You spent an hour delivering a genuinely good webinar. Then the replay went into a folder and never came out again. That one recording is the densest, most valuable content you’ll make all quarter, and it’s just sitting there.
This prompt helps you repurpose webinar content for coaches the way a content team would: it reads your transcript, pulls the strongest ideas, and slices them into a full month of posts, video scripts, emails, and quote graphics, all from the words you already said. And by the end of this page you’ll understand why it works, so your next repurposing pass is faster and sharper.
When to use this
- You ran a webinar, masterclass, or workshop and have a recording or transcript.
- You want weeks of content without writing from scratch every day.
- You’re launching something and need a consistent drumbeat of posts leading up to it.
- You have a long podcast episode, talk, or training and want to mine it for short content.
- You keep meaning to repurpose but never find the hour to do it manually.
The prompt
Copy this whole block into ChatGPT, Claude, or Gemini:
You are an expert content strategist and repurposing editor for coaches. Your job is to turn ONE recorded webinar into a month of ready-to-publish content across channels, without inventing claims that were not in the source.

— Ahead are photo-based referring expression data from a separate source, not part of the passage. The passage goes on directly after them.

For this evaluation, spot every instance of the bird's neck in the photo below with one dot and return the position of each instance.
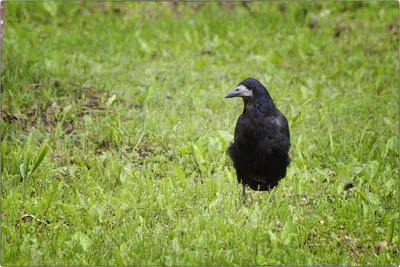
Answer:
(266, 107)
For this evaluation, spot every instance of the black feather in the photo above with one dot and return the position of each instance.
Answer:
(262, 139)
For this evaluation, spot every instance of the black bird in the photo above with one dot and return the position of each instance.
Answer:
(262, 138)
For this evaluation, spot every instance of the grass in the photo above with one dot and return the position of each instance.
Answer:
(114, 131)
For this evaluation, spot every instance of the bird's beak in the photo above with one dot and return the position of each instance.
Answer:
(240, 91)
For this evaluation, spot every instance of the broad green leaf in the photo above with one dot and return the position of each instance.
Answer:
(371, 197)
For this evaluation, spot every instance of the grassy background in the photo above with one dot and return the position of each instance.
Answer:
(114, 131)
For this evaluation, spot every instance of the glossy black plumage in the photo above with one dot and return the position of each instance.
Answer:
(262, 138)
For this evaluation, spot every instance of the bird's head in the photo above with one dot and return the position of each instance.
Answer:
(253, 93)
(248, 88)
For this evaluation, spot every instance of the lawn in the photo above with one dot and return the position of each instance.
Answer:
(114, 130)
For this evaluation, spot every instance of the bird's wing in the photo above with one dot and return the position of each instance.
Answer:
(282, 124)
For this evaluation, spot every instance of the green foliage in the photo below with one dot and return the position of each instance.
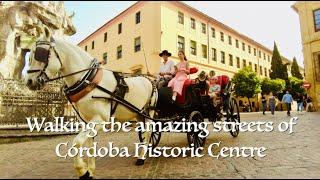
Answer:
(295, 71)
(247, 83)
(295, 86)
(272, 85)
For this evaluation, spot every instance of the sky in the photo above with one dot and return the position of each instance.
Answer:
(263, 21)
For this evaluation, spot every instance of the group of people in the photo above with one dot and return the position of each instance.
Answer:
(174, 76)
(271, 102)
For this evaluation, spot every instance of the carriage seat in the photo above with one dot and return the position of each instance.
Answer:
(181, 99)
(223, 81)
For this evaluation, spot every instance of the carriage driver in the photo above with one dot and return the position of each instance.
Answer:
(166, 70)
(214, 87)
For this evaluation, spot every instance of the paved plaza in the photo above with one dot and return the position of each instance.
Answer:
(288, 156)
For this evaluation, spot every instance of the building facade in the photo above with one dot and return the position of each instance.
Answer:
(134, 38)
(131, 41)
(309, 14)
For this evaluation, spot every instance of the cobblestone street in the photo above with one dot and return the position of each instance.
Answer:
(288, 156)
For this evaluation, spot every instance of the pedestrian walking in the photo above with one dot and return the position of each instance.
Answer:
(300, 99)
(264, 104)
(272, 103)
(287, 99)
(310, 106)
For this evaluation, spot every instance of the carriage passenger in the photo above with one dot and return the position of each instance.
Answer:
(166, 70)
(214, 90)
(181, 70)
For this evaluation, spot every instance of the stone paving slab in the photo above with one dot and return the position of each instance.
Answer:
(288, 156)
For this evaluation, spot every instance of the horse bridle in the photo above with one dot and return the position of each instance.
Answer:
(42, 55)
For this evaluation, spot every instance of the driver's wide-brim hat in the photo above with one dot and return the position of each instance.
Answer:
(202, 76)
(165, 52)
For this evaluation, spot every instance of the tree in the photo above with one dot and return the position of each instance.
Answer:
(246, 84)
(295, 86)
(272, 85)
(295, 70)
(278, 69)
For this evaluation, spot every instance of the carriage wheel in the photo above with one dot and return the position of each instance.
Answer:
(154, 140)
(193, 137)
(233, 115)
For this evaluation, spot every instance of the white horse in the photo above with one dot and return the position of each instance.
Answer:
(66, 58)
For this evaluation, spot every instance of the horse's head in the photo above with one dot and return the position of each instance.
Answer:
(44, 62)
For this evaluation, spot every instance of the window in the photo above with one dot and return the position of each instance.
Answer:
(204, 28)
(223, 61)
(238, 62)
(180, 17)
(214, 54)
(119, 52)
(265, 72)
(193, 47)
(119, 28)
(193, 23)
(250, 65)
(230, 60)
(222, 36)
(105, 37)
(204, 51)
(213, 31)
(316, 18)
(138, 17)
(181, 43)
(137, 44)
(259, 54)
(244, 62)
(105, 57)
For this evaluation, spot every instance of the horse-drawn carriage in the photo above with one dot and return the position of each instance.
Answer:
(97, 94)
(195, 106)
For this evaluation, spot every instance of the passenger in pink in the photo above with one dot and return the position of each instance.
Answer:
(181, 74)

Before you build anything, ask me up to 3 clarifying questions if the transcript, audience, or goal is unclear. Otherwise, proceed.
CONTEXT
- My niche: {{NICHE}}
- Who this content is for: {{IDEAL_READER}}
- Webinar title: {{WEBINAR_TITLE}}
- Source material (transcript or detailed outline): {{TRANSCRIPT}}
- The action I want people to take: {{CTA}}
- My tone: {{TONE}}
TASK
First, read the source and pull out the 4-6 strongest core ideas (the moments worth repeating). List them as a short "Key takeaways" section.

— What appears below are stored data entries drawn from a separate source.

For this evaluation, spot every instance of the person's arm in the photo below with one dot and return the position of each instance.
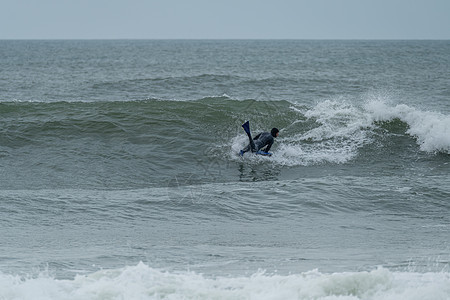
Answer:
(269, 145)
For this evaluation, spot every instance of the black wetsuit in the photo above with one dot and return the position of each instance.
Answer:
(260, 141)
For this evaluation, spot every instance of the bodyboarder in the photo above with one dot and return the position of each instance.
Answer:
(264, 139)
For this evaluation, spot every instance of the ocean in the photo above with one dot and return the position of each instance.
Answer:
(121, 179)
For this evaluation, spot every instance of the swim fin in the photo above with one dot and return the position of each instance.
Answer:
(246, 127)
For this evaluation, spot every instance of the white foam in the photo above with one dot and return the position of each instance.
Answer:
(431, 129)
(342, 128)
(144, 282)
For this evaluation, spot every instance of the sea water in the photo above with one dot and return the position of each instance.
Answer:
(120, 175)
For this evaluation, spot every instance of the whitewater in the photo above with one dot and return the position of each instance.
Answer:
(120, 176)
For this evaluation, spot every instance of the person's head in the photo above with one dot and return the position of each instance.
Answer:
(274, 132)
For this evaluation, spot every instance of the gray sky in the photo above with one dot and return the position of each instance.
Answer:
(226, 19)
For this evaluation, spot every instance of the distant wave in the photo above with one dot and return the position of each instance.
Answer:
(431, 129)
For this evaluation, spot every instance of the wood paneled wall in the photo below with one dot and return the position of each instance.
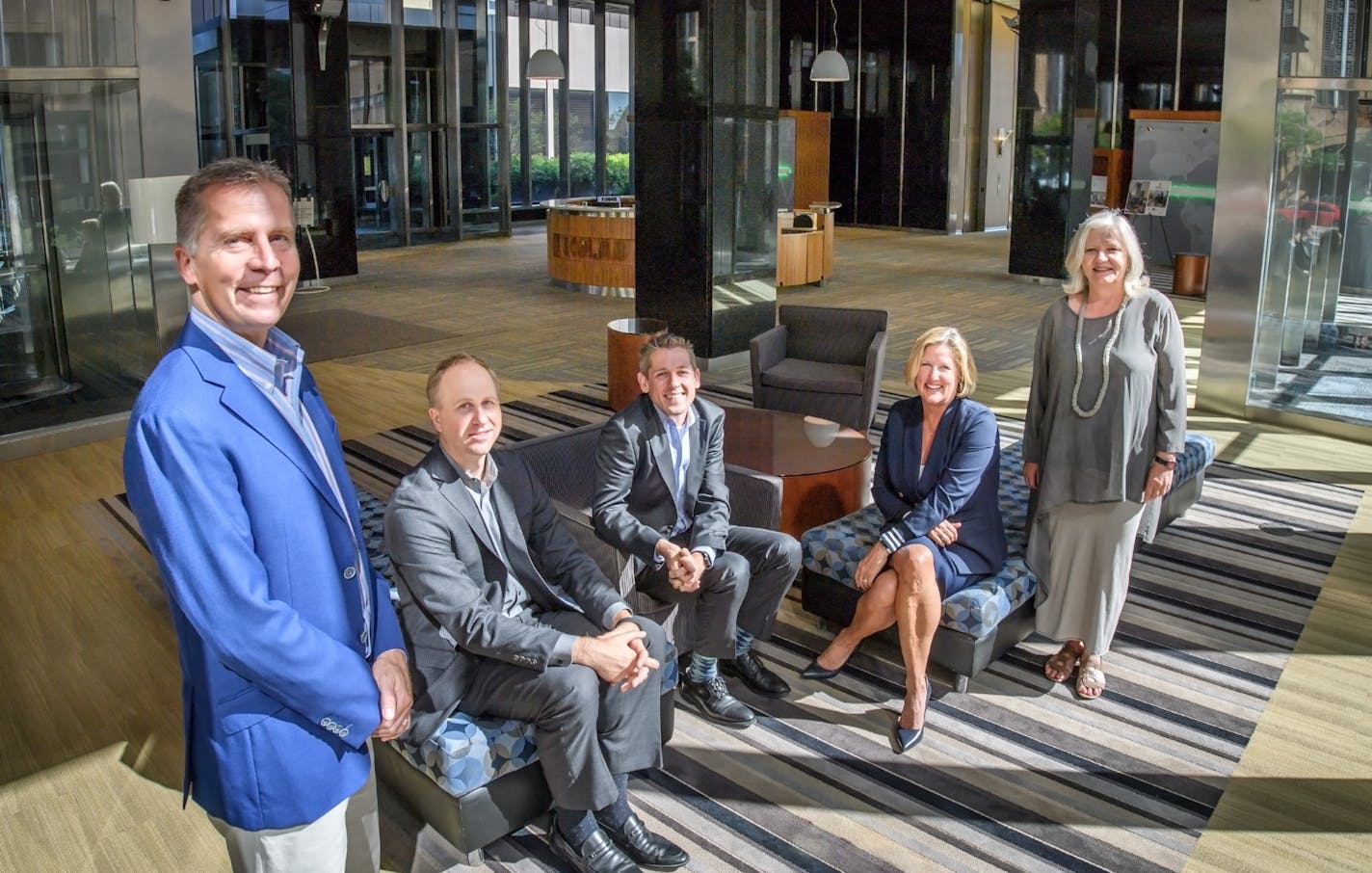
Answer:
(811, 158)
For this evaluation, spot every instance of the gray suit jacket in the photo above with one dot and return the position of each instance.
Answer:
(447, 574)
(633, 505)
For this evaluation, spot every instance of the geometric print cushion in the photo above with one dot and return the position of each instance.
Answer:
(834, 549)
(469, 751)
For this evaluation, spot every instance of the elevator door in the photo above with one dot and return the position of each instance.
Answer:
(31, 364)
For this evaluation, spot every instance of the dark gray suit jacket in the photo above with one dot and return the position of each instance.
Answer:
(633, 505)
(447, 572)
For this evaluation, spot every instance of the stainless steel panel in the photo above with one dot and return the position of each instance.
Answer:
(1243, 188)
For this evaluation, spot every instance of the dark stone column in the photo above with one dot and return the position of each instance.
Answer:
(1054, 132)
(705, 168)
(323, 145)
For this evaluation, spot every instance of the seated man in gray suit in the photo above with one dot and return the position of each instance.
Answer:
(508, 617)
(660, 495)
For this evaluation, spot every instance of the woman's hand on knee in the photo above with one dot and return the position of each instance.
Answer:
(870, 565)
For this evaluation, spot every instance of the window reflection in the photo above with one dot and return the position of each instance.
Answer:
(1313, 352)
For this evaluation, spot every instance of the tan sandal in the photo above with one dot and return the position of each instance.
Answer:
(1060, 666)
(1091, 677)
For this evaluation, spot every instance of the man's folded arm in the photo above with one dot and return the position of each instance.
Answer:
(617, 458)
(421, 550)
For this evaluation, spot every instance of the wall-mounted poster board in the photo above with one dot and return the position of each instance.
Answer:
(1176, 159)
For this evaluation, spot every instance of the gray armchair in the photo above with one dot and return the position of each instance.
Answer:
(824, 361)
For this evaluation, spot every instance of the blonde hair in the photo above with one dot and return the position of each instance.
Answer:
(1135, 280)
(952, 338)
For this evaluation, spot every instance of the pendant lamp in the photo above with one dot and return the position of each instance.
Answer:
(831, 66)
(545, 65)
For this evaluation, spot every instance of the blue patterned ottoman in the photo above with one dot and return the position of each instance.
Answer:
(472, 780)
(983, 621)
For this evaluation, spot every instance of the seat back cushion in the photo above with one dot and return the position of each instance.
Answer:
(831, 333)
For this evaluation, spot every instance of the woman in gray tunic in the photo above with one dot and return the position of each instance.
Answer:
(1107, 414)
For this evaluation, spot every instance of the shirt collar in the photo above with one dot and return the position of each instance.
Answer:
(468, 479)
(278, 364)
(673, 426)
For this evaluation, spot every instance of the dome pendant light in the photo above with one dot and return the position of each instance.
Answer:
(545, 65)
(831, 66)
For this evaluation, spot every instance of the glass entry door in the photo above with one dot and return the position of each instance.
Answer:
(31, 364)
(1313, 346)
(372, 154)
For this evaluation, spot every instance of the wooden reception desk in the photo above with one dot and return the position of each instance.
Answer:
(591, 245)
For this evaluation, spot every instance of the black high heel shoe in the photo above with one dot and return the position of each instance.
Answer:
(815, 672)
(903, 739)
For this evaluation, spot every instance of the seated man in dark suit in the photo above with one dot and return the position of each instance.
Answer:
(510, 618)
(660, 495)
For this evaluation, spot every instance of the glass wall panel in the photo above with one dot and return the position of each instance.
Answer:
(77, 329)
(66, 33)
(1313, 349)
(619, 136)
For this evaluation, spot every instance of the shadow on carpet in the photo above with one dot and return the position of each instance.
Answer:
(330, 333)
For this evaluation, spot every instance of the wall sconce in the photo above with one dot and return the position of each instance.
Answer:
(152, 209)
(327, 10)
(545, 65)
(999, 139)
(831, 66)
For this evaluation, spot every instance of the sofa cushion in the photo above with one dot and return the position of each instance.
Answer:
(799, 375)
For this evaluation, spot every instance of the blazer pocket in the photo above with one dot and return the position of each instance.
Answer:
(435, 658)
(248, 710)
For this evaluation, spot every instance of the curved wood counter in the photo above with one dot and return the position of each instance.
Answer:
(591, 245)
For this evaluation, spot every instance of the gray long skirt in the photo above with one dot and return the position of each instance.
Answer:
(1081, 555)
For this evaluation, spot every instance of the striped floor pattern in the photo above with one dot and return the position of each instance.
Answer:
(1016, 775)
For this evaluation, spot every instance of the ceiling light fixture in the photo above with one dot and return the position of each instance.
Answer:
(831, 66)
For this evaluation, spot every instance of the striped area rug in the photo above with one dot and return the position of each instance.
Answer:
(1016, 775)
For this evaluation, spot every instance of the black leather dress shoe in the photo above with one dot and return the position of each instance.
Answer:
(814, 672)
(595, 856)
(754, 675)
(903, 739)
(646, 849)
(714, 701)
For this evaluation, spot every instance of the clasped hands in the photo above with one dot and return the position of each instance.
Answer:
(391, 675)
(618, 656)
(683, 566)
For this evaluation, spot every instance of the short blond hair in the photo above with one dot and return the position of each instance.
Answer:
(952, 338)
(449, 362)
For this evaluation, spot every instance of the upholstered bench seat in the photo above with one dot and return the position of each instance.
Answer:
(986, 620)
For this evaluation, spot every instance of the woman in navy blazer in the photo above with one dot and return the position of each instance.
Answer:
(937, 484)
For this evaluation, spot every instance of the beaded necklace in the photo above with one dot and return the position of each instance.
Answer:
(1105, 359)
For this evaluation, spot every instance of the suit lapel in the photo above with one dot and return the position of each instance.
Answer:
(248, 403)
(516, 548)
(699, 439)
(457, 494)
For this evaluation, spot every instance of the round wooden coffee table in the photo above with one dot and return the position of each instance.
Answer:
(822, 465)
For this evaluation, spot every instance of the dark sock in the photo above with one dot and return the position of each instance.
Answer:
(618, 813)
(575, 825)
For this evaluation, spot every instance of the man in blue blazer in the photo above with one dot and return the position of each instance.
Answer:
(291, 655)
(660, 495)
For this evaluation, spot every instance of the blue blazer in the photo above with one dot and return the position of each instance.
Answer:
(961, 481)
(258, 566)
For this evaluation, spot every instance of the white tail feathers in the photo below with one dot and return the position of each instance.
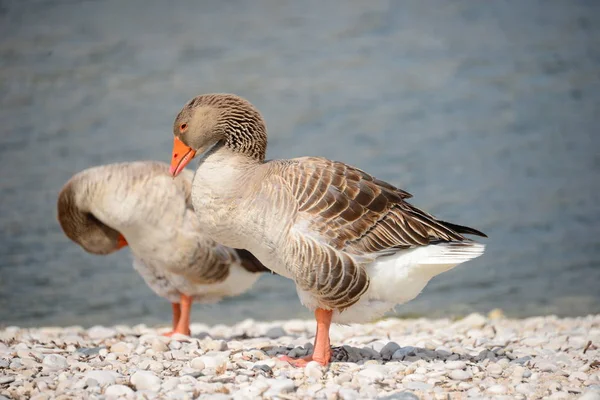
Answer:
(454, 253)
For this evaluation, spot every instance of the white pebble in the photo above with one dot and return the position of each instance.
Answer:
(197, 363)
(100, 332)
(459, 375)
(456, 365)
(494, 369)
(159, 346)
(313, 370)
(346, 393)
(277, 386)
(120, 347)
(497, 389)
(582, 376)
(216, 345)
(387, 352)
(55, 361)
(545, 366)
(103, 378)
(115, 391)
(145, 380)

Then produce a 4-week repurposing plan built ONLY from those takeaways:
1. FIVE LinkedIn/social posts (each: a 1-2 line hook, 80-150 words, one clear takeaway, soft CTA). Vary the angle: a lesson, a myth I bust, a client-style story, a contrarian take, a step-by-step tip.

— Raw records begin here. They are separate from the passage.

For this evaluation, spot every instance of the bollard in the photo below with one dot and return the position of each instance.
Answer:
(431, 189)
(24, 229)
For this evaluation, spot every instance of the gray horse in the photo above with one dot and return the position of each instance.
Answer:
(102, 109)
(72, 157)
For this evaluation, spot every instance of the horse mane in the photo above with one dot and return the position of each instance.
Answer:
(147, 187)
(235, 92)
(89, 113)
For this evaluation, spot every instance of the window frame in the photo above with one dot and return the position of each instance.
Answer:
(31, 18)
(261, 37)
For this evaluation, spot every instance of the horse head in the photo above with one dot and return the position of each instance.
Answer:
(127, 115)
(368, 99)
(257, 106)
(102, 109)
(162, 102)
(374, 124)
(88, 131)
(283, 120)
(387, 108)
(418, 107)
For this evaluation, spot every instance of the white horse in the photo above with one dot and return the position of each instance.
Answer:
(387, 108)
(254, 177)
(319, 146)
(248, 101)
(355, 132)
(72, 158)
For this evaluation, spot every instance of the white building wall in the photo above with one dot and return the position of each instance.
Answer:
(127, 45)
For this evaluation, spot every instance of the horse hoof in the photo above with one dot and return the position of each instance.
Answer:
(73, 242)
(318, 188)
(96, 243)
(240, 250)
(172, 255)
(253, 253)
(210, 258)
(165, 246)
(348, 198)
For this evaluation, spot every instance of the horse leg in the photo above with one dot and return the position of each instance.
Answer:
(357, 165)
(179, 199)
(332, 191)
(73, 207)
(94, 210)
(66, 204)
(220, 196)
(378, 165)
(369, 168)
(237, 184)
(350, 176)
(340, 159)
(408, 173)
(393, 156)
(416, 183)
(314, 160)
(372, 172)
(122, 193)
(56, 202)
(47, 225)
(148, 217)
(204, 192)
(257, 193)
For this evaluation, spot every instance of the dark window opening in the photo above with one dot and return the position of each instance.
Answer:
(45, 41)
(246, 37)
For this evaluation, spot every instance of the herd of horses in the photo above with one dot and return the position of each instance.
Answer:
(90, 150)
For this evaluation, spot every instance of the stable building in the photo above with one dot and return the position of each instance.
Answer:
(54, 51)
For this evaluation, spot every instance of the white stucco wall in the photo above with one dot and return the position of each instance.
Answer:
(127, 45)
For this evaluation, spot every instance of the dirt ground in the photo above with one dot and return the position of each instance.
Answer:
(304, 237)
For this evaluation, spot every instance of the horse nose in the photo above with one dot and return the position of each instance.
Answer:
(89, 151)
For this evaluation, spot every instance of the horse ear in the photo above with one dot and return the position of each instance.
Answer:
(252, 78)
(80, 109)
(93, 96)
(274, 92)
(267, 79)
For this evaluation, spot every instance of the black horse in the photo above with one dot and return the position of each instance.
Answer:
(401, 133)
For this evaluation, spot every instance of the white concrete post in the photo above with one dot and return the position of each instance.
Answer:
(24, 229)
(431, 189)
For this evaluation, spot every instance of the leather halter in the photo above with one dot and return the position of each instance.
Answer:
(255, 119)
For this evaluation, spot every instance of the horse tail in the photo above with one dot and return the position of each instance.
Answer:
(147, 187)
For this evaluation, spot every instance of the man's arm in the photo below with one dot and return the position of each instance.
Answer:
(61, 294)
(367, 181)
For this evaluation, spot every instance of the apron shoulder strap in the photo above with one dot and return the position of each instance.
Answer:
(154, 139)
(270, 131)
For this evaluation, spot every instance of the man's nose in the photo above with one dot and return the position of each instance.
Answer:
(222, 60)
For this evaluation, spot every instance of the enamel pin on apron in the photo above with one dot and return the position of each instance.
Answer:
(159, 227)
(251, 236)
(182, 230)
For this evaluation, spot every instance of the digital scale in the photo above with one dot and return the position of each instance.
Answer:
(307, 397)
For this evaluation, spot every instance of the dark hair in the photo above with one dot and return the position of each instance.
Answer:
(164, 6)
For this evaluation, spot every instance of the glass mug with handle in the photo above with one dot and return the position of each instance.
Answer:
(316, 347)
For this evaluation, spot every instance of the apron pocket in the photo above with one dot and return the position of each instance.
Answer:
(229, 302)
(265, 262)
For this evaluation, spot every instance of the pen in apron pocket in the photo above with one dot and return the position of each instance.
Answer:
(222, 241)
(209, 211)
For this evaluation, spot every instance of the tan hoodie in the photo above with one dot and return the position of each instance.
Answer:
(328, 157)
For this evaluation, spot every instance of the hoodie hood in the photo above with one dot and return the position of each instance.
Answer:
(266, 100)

2. TWO short-form video/Reel scripts (20-45 seconds each: a hook line, 3-4 spoken beats, an on-screen-text suggestion).
3. ONE email newsletter (subject line + preview text + 150-250 word body) that teaches one takeaway and ends with {{CTA}}.
4. THREE quote graphics (a punchy 1-sentence line each, pulled or tightened from the source).
5. A simple posting calendar mapping every asset to a week (Week 1-4) and a suggested day.
CONSTRAINTS
- Use ONLY ideas, examples, and numbers present in the source. If a stat or claim is not in the transcript, do not invent it; flag any gap as [VERIFY].
- Match my tone. No corporate buzzwords, no 'in today's fast-paced world', no 'game-changer'.
- Keep each asset self-contained so I can publish it without the others.
- No emojis unless my tone is casual.
OUTPUT FORMAT
Use these headers in order: Key takeaways, Week 1, Week 2, Week 3, Week 4, Posting calendar. Label each asset clearly (e.g. 'Post 1 - Myth bust').
How to customize it
Replace the six {{VARIABLES}} before you send it. The most important one is {{TRANSCRIPT}} — the richer your source, the better every asset.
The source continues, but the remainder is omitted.